Randomize the container list for uploads

When we work through the list of containers in an alphabetical fashion, we end up duplicating much of the layer fetching because it can occur at the same time. Things like cinder-api, cinder-backup, cinder-volume share many of the same layers. Since we don't ensure that we only do a single fetching of a layer hash durring the multiprocessing, we end up duplicating the fetches of layers. By randomizing the fetches, we reduce the likelihood that we'll be fetching the same family of service containers concurrently. Change-Id: Ifbcd55de52c9e2283203b1c6e2adeb266d43eca6 Related-Bug: #1844446 (cherry picked from commit 3adfefa13a)
2019-09-26 11:05:15 -06:00 · 2019-09-26 11:05:15 -06:00 · 0c3c2623de
parent cc48b071b8
commit 0c3c2623de
1 changed files with 18 additions and 2 deletions
--- a/tripleo_common/image/image_uploader.py
+++ b/tripleo_common/image/image_uploader.py
@ -19,6 +19,7 @@ import hashlib
 import json
 import netifaces
 import os
+import random
 import re
 import requests
 from requests.adapters import HTTPAdapter
@ -218,6 +219,7 @@ class ImageUploadManager(BaseImageManager):
        container_images = self.load_config_files(self.CONTAINER_IMAGES) or []
        upload_images = uploads + container_images

+        tasks = []
        for item in upload_images:
            image_name = item.get('imagename')
            uploader = item.get('uploader', DEFAULT_UPLOADER)
@ -232,10 +234,24 @@ class ImageUploadManager(BaseImageManager):
            multi_arch = item.get('multi_arch', self.multi_arch)

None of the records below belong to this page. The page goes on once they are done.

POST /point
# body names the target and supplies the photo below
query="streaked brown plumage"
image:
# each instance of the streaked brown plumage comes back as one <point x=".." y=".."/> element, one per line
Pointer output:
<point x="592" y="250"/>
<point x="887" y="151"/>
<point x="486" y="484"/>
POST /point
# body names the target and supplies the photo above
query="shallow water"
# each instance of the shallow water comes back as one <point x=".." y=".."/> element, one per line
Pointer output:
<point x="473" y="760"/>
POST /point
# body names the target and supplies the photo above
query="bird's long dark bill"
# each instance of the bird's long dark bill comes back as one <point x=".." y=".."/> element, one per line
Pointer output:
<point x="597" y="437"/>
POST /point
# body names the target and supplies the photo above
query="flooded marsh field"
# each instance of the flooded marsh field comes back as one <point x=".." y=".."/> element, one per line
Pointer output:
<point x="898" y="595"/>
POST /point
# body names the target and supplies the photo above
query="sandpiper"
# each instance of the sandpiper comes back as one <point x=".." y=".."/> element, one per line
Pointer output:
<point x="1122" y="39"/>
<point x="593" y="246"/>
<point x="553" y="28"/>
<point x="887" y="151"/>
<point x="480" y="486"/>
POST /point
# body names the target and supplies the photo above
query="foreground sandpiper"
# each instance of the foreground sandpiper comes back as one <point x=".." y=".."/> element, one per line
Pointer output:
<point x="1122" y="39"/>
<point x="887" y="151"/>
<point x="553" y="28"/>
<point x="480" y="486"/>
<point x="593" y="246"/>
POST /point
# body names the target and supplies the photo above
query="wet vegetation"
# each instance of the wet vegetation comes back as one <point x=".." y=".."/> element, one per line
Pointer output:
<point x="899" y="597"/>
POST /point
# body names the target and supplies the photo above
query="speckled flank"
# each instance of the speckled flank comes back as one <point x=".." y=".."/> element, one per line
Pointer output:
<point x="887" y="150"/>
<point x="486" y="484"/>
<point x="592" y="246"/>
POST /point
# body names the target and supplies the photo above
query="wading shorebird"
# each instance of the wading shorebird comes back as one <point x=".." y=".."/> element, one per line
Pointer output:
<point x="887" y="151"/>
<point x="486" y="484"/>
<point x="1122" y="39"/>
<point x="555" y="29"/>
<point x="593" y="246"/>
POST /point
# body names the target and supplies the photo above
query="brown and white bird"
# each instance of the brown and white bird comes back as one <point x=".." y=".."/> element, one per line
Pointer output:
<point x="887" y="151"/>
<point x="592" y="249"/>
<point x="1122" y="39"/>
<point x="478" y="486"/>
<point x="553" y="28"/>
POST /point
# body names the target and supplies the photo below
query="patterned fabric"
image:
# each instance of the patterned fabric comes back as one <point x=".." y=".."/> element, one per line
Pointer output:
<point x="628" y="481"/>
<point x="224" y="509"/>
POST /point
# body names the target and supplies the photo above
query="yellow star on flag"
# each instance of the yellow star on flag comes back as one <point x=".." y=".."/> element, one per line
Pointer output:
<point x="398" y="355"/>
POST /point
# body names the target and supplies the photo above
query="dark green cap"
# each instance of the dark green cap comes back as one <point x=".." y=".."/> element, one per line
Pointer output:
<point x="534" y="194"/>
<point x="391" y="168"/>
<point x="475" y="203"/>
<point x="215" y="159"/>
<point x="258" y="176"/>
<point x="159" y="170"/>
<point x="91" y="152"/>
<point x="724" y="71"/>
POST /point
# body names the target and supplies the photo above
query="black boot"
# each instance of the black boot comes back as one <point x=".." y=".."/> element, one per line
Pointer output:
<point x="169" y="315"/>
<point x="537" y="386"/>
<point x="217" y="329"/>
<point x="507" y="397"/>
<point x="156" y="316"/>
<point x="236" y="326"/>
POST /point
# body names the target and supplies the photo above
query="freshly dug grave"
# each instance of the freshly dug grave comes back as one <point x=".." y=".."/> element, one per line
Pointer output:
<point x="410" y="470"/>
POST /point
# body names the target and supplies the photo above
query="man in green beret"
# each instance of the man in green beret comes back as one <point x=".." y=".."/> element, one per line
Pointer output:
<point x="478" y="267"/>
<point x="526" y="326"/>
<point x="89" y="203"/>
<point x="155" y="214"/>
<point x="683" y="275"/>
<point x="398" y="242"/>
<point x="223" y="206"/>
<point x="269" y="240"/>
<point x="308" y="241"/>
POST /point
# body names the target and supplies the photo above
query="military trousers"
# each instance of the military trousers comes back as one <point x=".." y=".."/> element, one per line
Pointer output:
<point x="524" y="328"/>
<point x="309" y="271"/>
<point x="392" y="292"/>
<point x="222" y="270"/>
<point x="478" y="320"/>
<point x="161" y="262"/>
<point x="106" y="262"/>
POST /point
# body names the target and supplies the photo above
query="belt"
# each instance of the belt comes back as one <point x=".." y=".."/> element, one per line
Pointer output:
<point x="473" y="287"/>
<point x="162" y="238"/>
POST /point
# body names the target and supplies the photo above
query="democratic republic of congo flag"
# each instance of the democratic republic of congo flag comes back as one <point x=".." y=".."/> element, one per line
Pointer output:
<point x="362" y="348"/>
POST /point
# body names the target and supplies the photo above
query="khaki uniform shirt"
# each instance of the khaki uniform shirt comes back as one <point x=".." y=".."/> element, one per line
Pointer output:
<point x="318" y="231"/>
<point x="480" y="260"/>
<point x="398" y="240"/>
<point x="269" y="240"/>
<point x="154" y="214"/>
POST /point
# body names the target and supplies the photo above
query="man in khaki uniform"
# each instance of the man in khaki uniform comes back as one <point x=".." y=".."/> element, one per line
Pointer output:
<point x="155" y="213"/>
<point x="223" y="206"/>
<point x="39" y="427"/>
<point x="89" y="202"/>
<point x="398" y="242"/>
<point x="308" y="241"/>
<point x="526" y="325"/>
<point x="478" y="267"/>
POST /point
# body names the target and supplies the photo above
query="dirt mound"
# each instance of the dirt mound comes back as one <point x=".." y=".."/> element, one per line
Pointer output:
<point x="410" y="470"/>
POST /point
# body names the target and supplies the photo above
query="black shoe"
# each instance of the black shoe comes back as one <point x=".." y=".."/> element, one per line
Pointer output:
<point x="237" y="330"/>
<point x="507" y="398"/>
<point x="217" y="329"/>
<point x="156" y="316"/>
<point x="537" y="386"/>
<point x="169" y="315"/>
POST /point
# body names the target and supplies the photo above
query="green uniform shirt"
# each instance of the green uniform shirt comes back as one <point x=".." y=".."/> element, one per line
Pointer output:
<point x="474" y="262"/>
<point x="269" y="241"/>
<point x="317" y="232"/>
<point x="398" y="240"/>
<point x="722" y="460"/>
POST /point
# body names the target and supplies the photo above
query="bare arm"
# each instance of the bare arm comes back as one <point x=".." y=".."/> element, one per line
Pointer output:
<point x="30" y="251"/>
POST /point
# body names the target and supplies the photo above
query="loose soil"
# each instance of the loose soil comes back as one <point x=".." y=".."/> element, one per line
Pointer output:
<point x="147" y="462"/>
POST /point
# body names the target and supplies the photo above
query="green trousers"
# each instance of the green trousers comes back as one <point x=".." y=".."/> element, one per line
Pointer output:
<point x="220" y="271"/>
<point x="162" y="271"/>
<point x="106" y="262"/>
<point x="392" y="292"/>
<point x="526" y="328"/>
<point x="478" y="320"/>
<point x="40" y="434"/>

            uploader = self.uploader(uploader)
-            task = UploadTask(
+            tasks.append(UploadTask(
                image_name, pull_source, push_destination,
                append_tag, modify_role, modify_vars, self.dry_run,
-                self.cleanup, multi_arch)
+                self.cleanup, multi_arch))
+
+        # NOTE(mwhahaha): We want to randomize the upload process because of
+        # the shared nature of container layers. Because we multiprocess the
+        # handling of containers, if performed in an alphabetical order (the
+        # default) we end up duplicating fetching of container layers. Things
+        # Like cinder-volume and cinder-backup share almost all of the same
+        # layers so when they are fetched at the same time, we will duplicate
+        # the processing. By randomizing the list we will reduce the amount
+        # of duplicating that occurs. In my testing I went from ~30mins to
+        # ~20mins to run. In the future this could be improved if we added
+        # some locking to the container fetching based on layer hashes but
+        # will require a significant rewrite.
+        random.shuffle(tasks)
+        for task in tasks:
            uploader.add_upload_task(task)

        for uploader in self.uploaders.values():